The Other Fredette: Proud Brother, Aspiring Rapper
Earlier this year, when Brigham Young University's basketball team destroyed undefeated San Diego State, Jimmer Fredette knocked down 43 points. And his older brother TJ was watching from the sidelines.
TJ is a rapper, and one of his songs, "Amazing" is the song the sports world is talking about.
The song, which has sort of become the anthem of BYU's breakout year, tells the story of the two brothers. They grew up in Glens Falls, a mill town in upstate New York, and both were searching for something bigger.
TJ's song has drawn more than 200,000 hits on YouTube. It was written and produced in the basement of the Glens Falls row house that TJ still shares with his parents.
"Like I said it's not much of a studio, but it's what I made my music on in the past," he says.
'Living On A Roller Coaster'
Their home's staircase walls are covered with trophies, press clippings and photographs.
"Yeah, this is our wall of fame, that's what we call it," TJ says. "It's got the pictures of things that we've done. Obviously my brother's gotten a lot of press, and I've gotten more press as of late."

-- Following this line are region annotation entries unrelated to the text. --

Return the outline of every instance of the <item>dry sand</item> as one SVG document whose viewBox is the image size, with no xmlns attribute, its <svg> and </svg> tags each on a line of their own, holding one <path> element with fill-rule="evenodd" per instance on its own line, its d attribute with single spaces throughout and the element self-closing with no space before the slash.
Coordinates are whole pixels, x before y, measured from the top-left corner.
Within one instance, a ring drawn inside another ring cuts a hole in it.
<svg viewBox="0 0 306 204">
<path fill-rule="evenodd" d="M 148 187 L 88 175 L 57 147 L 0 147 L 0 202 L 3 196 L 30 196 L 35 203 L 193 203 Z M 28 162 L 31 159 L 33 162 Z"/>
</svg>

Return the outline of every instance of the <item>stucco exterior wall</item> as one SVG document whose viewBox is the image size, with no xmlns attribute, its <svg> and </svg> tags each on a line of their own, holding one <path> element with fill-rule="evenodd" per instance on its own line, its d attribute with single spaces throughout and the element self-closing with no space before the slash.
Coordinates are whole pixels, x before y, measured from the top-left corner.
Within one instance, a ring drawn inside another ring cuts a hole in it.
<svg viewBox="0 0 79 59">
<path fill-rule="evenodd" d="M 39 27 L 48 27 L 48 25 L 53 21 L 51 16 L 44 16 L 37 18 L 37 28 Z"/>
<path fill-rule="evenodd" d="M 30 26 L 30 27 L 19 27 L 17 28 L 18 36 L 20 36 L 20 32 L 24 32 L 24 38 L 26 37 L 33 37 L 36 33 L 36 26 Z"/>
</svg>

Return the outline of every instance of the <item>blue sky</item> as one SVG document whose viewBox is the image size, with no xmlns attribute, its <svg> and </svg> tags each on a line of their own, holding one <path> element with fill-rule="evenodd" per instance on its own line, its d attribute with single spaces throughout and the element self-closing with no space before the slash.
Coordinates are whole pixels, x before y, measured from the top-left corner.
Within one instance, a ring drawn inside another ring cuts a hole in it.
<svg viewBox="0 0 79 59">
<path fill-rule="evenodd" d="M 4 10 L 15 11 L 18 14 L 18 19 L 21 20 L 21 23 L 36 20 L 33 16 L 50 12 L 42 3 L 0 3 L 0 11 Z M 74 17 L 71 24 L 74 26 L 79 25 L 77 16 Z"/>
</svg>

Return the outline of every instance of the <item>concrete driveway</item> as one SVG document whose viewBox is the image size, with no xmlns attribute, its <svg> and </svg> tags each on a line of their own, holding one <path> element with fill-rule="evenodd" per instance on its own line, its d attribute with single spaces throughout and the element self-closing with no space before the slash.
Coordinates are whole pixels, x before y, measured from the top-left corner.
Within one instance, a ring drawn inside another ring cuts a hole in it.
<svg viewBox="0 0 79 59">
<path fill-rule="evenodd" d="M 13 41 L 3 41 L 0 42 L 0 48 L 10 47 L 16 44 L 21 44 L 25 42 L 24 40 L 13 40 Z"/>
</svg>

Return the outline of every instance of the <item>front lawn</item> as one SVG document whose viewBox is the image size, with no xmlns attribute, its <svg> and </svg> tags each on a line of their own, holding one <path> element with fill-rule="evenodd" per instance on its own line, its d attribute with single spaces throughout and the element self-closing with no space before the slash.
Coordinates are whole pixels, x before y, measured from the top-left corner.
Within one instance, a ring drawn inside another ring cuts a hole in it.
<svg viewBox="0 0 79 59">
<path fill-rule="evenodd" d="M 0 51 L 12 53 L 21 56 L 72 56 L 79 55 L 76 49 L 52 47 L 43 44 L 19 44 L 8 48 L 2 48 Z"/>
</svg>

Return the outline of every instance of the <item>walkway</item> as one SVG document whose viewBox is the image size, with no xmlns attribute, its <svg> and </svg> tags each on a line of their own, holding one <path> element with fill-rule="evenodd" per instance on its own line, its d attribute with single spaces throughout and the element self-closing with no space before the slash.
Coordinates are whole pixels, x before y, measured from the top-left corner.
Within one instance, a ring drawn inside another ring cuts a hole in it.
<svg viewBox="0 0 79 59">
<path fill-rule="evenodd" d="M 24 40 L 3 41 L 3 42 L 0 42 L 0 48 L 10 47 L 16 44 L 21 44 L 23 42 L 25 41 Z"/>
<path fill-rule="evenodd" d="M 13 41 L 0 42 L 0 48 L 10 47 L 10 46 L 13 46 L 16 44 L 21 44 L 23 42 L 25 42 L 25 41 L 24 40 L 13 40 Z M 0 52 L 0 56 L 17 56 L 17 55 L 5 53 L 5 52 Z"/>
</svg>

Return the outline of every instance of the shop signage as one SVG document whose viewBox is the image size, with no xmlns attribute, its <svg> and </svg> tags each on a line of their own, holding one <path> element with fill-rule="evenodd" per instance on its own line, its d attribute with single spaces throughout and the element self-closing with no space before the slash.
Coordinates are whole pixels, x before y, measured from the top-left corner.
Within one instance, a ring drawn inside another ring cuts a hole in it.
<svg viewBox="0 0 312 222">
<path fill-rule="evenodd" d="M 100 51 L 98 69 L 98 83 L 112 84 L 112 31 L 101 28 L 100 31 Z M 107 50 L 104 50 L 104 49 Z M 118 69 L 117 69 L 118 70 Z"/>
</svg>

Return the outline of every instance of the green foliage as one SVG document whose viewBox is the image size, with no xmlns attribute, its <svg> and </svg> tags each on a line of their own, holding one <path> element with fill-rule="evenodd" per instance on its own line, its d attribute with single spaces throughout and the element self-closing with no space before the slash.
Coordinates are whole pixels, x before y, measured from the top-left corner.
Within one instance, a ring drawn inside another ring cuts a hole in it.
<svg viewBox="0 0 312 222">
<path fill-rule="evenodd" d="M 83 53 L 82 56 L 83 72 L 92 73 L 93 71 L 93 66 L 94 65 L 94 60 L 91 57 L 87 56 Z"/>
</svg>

The Fredettes are having a brilliant year. But their story isn't all about 40-point games and breakout songs.
When they were kids, it was TJ who planned to be the NBA star. He was the cutthroat athlete — tall, lean and fast. But then he got sick.
"When I was pretty young — I was actually in 8th grade — I started having severe panic attacks," he says. "That kind of carried with me all the way through high school. Panic attacks and little bouts of depression here and there."
That was the experience that first got him writing lyrics and setting them to beats.
"People trying to make the best of every situation that they're handed. But things aren't always working out the way that we planned it. And then as soon as it falls through, we can't stand it. Problems coming in faster than a plane landing. But that's life, we're living on a roller coaster."
"Usually you don't see a kid that young having those types of problems," he says. "I was very young when it started. It was very difficult for me to go to school and things like that."
"If life works there'll be time when you're hurt, when it can't get any worse and you're lying in the dirt."
"It's one of those things when you go through something like that and you're a writer, you have all this inspiration now and these feelings that you want to get off your chest," he says.
Talent is talent. Like when I make my music, don't look at me, don't look at my beliefs and things like that. Don't let that sway the way you look at my music.
With Jimmer's growing fame on the court, TJ says he too has a real chance to grab success. He says a lot more people are hearing his music, and there's talk of producing a studio album.
But there's one more twist in the Fredettes' small-town story. They're a couple of white guys, and they're both Mormon.
They used to practice basketball drills in the hallway of their Mormon church.
TJ says all that made it harder for Jimmer to establish himself on the court — and it's harder for him as a rapper.
"Talent is talent," he says. "Like when I make my music, don't look at me. Don't look at my beliefs and things like that. Don't let that sway the way you look at my music."
At times, the Fredette brothers' story scans like an Eminem song, with its tough breaks and rust belt dreams. It's still a long shot, but TJ is hoping for his own happy ending, hoping he'll soon have a lot more press clippings to squeeze up there next to Jimmer's on the family's wall of fame.